The driver lifted his flask and sipped the burning liquor as his silent brain screamed shrilly. Who do you think you are—giving me orders? You? You! Ever since we were kids? And calling me crazy?

“Sure,” he replied easily as his toe tapped a little harder on the accelerator. “I'll slow down. Sure I will. Hey, relax. We're nearly there.”

“You don't want me here, do you?” came that kindly, superior, all-knowing voice. “I could tell. Your eyes were colder than chips of black marble when you opened your door tonight. But I didn't come to scare you or hurt you.”

“Scared? Who's scared? If I seemed upset, maybe you should have called first.”

“Right. Give you time to roll out the welcome mat.” His passenger laughed.

The driver rubbed his brow where the scars from his accident should have been. Then he took another sip from the flask. Not too much. He didn't want to alarm his passenger by acting any more nervous than he had to. Slowly he dropped his hand back to the seat. He had to focus. He had to concentrate.

“No. You didn't want me here,” his passenger insisted, again in that hateful, kindly, yet all-knowing tone that the driver loathed.

The moon broke out of the cloud cover, and instantly the driver wished it hadn't. The bloodred
globe was huge and obscene and ringed with flame. Strange-looking, crimson-stained clouds scudded beneath it.
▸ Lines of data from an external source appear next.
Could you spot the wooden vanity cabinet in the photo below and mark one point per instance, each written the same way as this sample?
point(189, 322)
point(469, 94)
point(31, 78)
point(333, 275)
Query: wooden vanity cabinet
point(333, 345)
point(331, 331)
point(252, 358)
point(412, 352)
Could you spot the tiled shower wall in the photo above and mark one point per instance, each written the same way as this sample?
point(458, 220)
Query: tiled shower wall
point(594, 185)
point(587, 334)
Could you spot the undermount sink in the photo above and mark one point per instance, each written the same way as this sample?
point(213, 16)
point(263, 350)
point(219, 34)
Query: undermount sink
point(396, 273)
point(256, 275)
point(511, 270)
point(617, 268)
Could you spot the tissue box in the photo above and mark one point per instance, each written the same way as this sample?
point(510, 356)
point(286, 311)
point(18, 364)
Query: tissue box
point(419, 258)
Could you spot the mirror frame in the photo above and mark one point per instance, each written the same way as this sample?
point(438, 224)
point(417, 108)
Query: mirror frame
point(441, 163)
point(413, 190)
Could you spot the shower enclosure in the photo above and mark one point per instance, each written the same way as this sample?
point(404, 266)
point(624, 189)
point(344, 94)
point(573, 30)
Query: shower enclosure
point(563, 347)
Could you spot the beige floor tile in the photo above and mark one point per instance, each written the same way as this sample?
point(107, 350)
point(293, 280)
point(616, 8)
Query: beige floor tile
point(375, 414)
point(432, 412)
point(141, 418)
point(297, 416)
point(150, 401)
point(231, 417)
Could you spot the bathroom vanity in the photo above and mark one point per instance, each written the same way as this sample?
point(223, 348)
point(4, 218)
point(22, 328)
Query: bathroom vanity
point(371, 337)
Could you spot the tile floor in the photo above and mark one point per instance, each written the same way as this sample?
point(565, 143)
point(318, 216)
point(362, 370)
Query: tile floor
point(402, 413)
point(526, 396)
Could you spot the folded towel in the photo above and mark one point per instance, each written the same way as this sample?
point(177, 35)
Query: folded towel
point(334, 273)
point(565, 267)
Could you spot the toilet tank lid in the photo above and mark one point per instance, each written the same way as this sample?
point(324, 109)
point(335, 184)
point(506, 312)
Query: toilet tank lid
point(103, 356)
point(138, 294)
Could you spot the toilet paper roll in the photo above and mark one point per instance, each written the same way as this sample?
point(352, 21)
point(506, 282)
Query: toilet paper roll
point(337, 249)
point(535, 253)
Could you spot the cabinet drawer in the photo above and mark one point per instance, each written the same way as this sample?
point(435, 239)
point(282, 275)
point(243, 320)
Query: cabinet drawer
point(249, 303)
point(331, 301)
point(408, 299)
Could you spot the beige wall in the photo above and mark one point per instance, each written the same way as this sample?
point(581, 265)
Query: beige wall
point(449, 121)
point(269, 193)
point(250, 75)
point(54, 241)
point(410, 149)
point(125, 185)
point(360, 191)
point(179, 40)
He'd never seen anything like it. Was it even real? Or was it just the mad, blistering fury throbbing in his temples that made it seem so ominous? Was he that charged on adrenaline?

No sooner had it appeared, than the livid moon vanished, leaving the night blacker than pitch again.
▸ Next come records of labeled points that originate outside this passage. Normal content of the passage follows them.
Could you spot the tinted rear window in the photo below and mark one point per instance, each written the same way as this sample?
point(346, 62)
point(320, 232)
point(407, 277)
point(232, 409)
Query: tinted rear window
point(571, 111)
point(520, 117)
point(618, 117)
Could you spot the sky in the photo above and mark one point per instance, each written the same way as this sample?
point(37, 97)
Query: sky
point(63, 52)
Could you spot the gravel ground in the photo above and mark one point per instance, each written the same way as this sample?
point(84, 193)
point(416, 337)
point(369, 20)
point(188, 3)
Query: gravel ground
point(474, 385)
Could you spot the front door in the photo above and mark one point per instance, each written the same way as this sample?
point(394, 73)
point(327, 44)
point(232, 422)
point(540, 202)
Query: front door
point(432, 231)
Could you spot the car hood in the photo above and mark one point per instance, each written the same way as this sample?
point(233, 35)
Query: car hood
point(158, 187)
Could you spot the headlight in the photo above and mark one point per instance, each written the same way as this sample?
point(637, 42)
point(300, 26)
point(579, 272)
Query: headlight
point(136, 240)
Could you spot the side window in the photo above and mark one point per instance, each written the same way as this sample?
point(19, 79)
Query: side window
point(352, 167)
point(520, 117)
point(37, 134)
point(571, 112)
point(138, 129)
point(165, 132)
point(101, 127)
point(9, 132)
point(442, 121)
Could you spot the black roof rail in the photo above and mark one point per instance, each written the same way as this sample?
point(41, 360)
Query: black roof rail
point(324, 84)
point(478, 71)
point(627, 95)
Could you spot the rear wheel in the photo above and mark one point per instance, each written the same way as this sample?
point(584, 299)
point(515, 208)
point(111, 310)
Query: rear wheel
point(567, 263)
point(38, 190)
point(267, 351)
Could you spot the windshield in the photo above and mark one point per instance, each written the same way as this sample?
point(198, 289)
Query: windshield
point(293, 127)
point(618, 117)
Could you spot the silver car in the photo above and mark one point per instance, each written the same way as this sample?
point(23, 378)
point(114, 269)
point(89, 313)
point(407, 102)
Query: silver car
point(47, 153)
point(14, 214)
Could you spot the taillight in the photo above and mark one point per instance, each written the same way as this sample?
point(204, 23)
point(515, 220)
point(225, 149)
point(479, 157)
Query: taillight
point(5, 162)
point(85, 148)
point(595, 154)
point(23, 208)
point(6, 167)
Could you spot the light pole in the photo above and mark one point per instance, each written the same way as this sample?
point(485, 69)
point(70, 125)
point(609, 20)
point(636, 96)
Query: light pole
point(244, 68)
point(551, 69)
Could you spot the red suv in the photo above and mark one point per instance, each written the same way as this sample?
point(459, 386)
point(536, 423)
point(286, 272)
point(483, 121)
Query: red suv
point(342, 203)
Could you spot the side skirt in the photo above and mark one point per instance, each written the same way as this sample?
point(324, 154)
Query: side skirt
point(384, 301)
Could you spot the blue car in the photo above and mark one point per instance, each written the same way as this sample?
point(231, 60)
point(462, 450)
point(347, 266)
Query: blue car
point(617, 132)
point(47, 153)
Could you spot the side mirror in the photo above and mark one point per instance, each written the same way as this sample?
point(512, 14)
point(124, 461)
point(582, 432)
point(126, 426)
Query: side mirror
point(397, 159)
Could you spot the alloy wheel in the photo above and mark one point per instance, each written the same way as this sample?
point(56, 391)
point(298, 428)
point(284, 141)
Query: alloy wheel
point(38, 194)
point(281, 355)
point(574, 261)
His lips felt dry, as did his throat. Every cell in his being screamed with the need to drain the whole damn flask. But he didn't dare take even the shortest pull. He knew he was close to some fatal edge.

Later he could drink all he wanted.

Later. When it was over. When he felt brave and strong—when he was safe again. Later he would gloat about tonight, about how smart he'd been when he'd played this hand. Later he would review his clever revenge plot, too.
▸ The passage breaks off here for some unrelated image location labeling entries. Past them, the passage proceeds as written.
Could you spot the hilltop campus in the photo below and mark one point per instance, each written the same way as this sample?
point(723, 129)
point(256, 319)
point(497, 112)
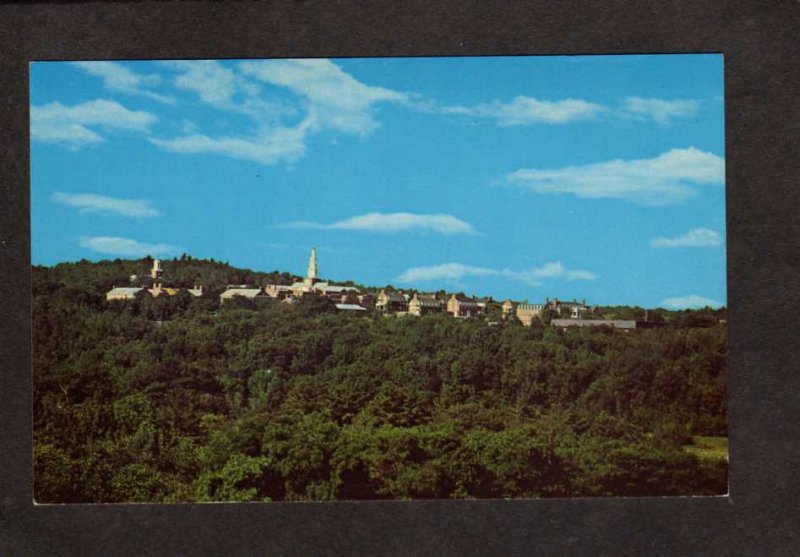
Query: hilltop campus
point(388, 301)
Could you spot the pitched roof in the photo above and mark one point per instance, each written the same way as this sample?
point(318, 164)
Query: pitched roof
point(244, 292)
point(467, 303)
point(325, 287)
point(427, 301)
point(350, 307)
point(124, 291)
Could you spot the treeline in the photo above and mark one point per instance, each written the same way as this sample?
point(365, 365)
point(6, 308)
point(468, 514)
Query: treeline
point(174, 399)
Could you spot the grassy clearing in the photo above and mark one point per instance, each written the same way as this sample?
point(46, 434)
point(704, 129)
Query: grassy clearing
point(709, 448)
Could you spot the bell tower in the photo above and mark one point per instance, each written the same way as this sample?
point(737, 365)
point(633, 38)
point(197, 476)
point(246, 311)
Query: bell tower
point(156, 272)
point(311, 274)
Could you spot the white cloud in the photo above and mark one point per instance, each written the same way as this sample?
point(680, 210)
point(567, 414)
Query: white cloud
point(267, 147)
point(691, 301)
point(117, 77)
point(524, 111)
point(695, 238)
point(112, 245)
point(336, 100)
point(660, 110)
point(394, 222)
point(92, 203)
point(662, 180)
point(457, 271)
point(72, 125)
point(208, 79)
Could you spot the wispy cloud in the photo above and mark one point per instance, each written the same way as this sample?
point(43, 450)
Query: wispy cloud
point(267, 147)
point(394, 222)
point(660, 110)
point(335, 99)
point(331, 100)
point(212, 82)
point(119, 78)
point(452, 272)
point(77, 125)
point(665, 179)
point(92, 203)
point(112, 245)
point(695, 238)
point(691, 301)
point(524, 111)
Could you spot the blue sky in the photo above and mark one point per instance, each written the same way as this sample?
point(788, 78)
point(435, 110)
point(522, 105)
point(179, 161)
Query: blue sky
point(596, 177)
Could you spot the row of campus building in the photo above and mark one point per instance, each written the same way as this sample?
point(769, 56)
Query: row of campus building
point(350, 298)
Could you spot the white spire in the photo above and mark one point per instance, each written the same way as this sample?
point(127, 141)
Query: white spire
point(312, 265)
point(155, 272)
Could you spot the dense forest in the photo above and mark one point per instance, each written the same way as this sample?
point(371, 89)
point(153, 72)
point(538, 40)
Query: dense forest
point(175, 399)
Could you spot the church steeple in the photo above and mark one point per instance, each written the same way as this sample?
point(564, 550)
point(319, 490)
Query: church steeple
point(156, 271)
point(311, 274)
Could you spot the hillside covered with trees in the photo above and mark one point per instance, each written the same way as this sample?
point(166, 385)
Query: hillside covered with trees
point(174, 399)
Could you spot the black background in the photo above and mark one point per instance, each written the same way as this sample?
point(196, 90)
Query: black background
point(760, 44)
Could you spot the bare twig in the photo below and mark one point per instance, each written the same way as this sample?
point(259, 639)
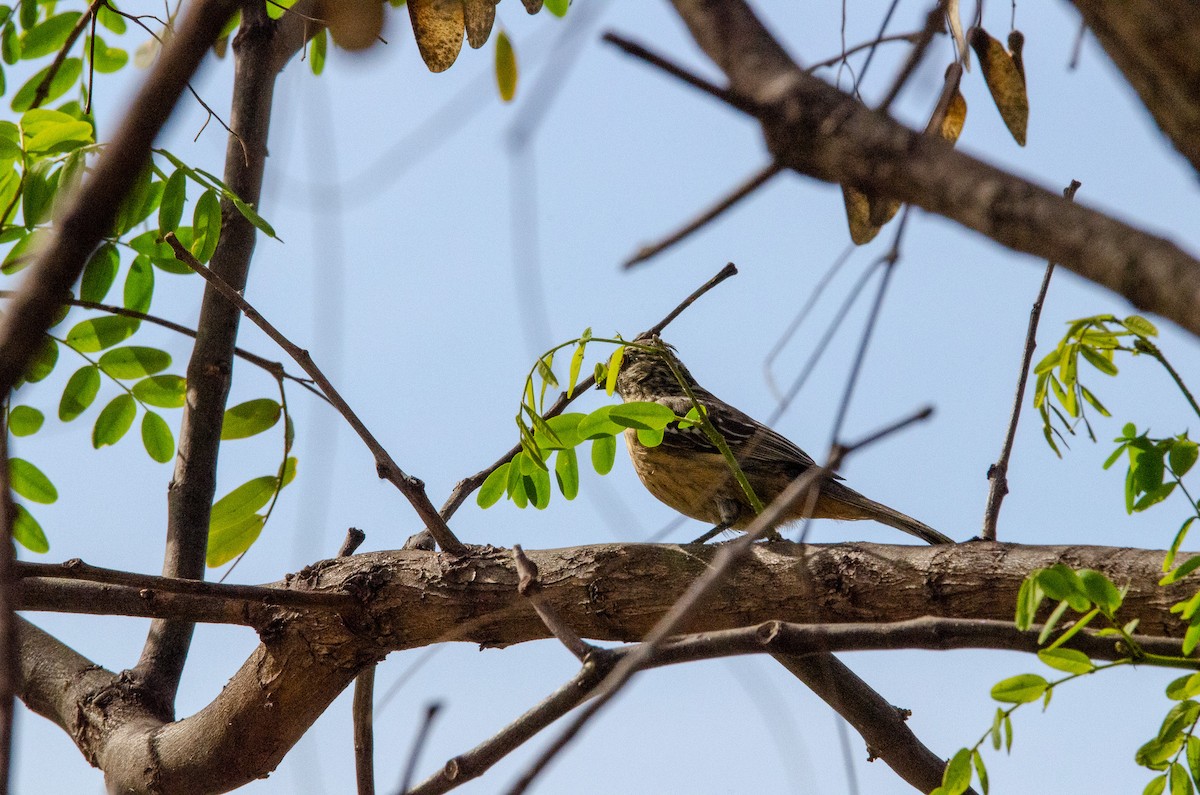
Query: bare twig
point(528, 587)
point(387, 467)
point(76, 569)
point(997, 473)
point(354, 538)
point(423, 734)
point(934, 23)
point(745, 189)
point(911, 37)
point(690, 78)
point(364, 730)
point(273, 368)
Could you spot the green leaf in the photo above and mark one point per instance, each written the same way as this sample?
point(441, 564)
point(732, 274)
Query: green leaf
point(106, 59)
point(1021, 688)
point(100, 273)
point(241, 503)
point(25, 420)
point(28, 532)
point(100, 333)
point(604, 454)
point(114, 420)
point(232, 541)
point(157, 438)
point(252, 215)
point(162, 392)
point(111, 19)
point(642, 416)
point(289, 471)
point(649, 437)
point(1181, 784)
point(505, 66)
point(1177, 719)
point(615, 360)
point(63, 81)
point(1185, 687)
point(1169, 561)
point(171, 209)
point(1182, 456)
point(30, 483)
point(79, 393)
point(250, 418)
point(207, 226)
point(598, 424)
point(43, 360)
point(1099, 360)
point(1067, 659)
point(1140, 326)
point(133, 362)
point(1029, 599)
point(538, 486)
point(317, 52)
point(48, 36)
point(493, 486)
point(1101, 590)
point(139, 285)
point(577, 363)
point(957, 776)
point(567, 472)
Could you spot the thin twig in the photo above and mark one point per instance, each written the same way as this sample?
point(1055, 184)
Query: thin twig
point(364, 730)
point(745, 189)
point(9, 647)
point(354, 538)
point(997, 473)
point(912, 37)
point(387, 467)
point(423, 734)
point(467, 485)
point(528, 586)
point(274, 368)
point(690, 78)
point(76, 569)
point(934, 23)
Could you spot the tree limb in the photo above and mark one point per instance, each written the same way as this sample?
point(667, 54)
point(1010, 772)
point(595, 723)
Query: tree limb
point(817, 130)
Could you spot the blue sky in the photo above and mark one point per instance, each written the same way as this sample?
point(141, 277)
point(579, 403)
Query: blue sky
point(399, 269)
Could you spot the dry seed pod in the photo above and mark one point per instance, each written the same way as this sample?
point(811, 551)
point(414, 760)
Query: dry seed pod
point(438, 27)
point(951, 113)
point(479, 16)
point(1005, 82)
point(858, 215)
point(353, 24)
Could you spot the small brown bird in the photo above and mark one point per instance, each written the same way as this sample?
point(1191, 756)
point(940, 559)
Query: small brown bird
point(688, 472)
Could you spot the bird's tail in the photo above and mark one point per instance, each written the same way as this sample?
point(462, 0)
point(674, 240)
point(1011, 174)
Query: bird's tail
point(839, 501)
point(892, 518)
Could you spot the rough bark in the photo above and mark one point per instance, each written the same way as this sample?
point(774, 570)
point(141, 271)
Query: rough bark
point(819, 131)
point(1156, 45)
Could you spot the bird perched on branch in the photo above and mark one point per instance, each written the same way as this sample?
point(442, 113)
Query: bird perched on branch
point(689, 473)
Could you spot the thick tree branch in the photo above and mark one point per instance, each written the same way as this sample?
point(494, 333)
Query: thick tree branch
point(1156, 45)
point(606, 592)
point(210, 368)
point(93, 210)
point(816, 130)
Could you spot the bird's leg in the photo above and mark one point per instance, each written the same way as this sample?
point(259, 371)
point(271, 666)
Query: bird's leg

Later, after drinks and sex. Lots of sex with a woman who was good at it. Thinking about sex with
thinking about what she would do to him with her hands and lips, cooled his temper just enough.

“Of course I want you here,” he lied smoothly, whipping the steering wheel to the right so fast the car skidded and spit gravel. “It's just that I've got a lot on my mind.”

“Slow down.” The voice in the shadowy car was razor sharp now.

“All right.” The driver slammed on the brakes, and the car spun crazily in the gravel, throwing them toward the dash, before it stopped.

“Where the hell are we?” his passenger demanded.

“The Double Crown Ranch.”

“I don't believe you. Where's the house?”

“Over there.” He pointed. “See the light? Just through the trees.”

The juniper and oak were a solid mass of darkness. Still, a faint glow of silver had been visible seconds before.

“What are you trying to pull this time?”

He dug under the floor mat. Grabbing the big automatic, he pointed it at the other man's belly. “Shut up and get out of the car!”



“I want to talk to Ryan Fortune.”

“All in good time.”

“I came here to help you. I told people where I was going and whom I was coming to see.”

“Sure you did.”

The driver was smiling and yanking out the keys and opening his own door all at the same time. The other man lunged, grabbing the hand that held the gun.

“Bastard!” The driver threw him off and catapulted out of the car onto the sharp, limestone rocks. Vaguely he was aware of cicadas singing in the trees, aware too of the warm, sultry, summer heat.

The other man sprang on top of him and wrapped his wide hands around the wrist that held the gun and squeezed. Still, somehow the driver managed to lift the automatic and smash it onto his assailant's brow.

The other man collapsed, blood pouring down his
face. His body sagged to the ground as limply as a heavy bag of feed.